The future value of a customer is by far the most important -- especially if a typical Dunfield Club Extreme Fitness member is paying something like $60 per month and remains a member for 5 years or so - that's a value of $3,600! But making it personal, by the invalidation, and failure to acknowledge their own problem, they induce a greater loss. Instead of just being frustrated with a change in policy, the personal nature of the manager's approach to solving the problem provided an emotional incentive to go further. The irate prospective customer (me, in this case) now writes a letter to the Extreme Fitness executive staff about this, promptly fills in two 1-star ratings of the Dunfield Club on various community sites (complete with commentary) and then goes home to write a blog entry, submits it to an article distribution service and waits for the decay of fitness center and sports club's future value.
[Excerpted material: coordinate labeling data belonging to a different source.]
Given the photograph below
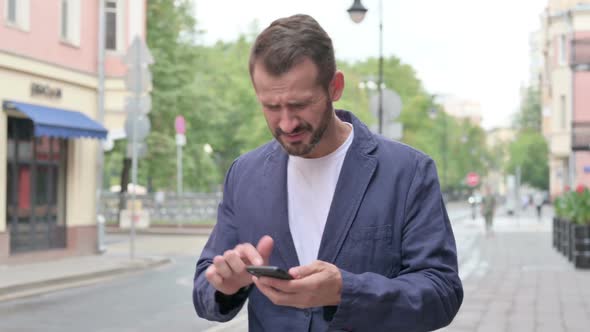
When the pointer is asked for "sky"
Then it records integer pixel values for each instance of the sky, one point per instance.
(472, 49)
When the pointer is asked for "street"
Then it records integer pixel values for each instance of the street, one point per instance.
(160, 299)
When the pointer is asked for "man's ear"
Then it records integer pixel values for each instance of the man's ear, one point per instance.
(337, 86)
What could have happened instead? The manager could have come out of her office. Listened patiently to my concerns. Calculated the future value of a prospective membership in her head and then carefully responded. She could just as easily have responded by (a) acknowledging that she understood how I might be concerned about identity theft, (b) acknowledging that it was a change in policy, that unfortunately they had not communicated very well, and (c) offering to retain the driver's license in her personal safe to ensure there would be no problem of identity theft.
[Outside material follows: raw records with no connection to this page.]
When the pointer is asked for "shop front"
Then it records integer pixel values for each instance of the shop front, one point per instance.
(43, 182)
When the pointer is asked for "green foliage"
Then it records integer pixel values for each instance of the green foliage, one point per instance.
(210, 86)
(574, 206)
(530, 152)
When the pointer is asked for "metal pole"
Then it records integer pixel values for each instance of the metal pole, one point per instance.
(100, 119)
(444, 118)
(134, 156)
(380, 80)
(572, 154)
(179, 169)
It would likely have paid off. In one example in another business, New England Business Services (NEBS) demonstrated more than 20 years ago that customers that have had a problem resolved effectively often double their lifetime value over customers that have never had a problem!
Too bad Extreme Fitness hadn't read about that in training their staff to handle problems.
The moral of this episode is simple. Always keep the future value in mind. Keep personality out of the equation and then find a solution. The results will always be better.